When we married and had a family, Pete was so pleased that he’d got his own family. He valued his family greatly and he valued his friends. And I think that made us value even more our family and our friends.

At this time of distress and difficulty our family and our friends are vitally important to us, and we are seeing huge acts of kindness and love, which is God’s love being spread to our family, to our friends and to those in need. So we thank God for our families and friends and all that they do for us.


You don’t need to be a woman to have the qualities of being a mother – to protect and nurture.


Mary: So how about you? What does Mothering Sunday mean to you, Liz?

Liz: Well, I think of my own late mother, and I’m conscious of how lucky I was to have such a fantastic mother.

But I’ve been watching a wonderful programme on the BBC iPlayer which I’d recommend to you if you find yourself in self-isolation at the moment. There are two series of it; it’s called ‘Pose’, and it’s about the transgender community in New York in the 1980s and 90s. What used to happen is that young people who had been rejected by their own mothers and fathers for being gay or for being transgender throughout America would find their way to New York, where obviously they were really vulnerable to all kinds of exploitation and abuse. The transgender community in New York set up houses, and each house had a mother – a transgender mother – who would gather these young people under her wing, fiercely protect them and nurture them and keep them safe.

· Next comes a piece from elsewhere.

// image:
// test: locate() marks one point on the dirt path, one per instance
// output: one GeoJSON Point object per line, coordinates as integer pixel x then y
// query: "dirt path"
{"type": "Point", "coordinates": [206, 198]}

That reminds me that you don’t need to be a woman to have the qualities of being a mother. I think, at this time, there are a lot of people in the world, many of them quite elderly, who need mothering. They need protecting, they need nurturing. I’m reminded of the fact that Jesus used this wonderful image of God as a mother hen, gathering her children under her wing. That is what God is like, and that is what God wants to do with us now. So let’s all try and be mothers to each other at this really difficult time.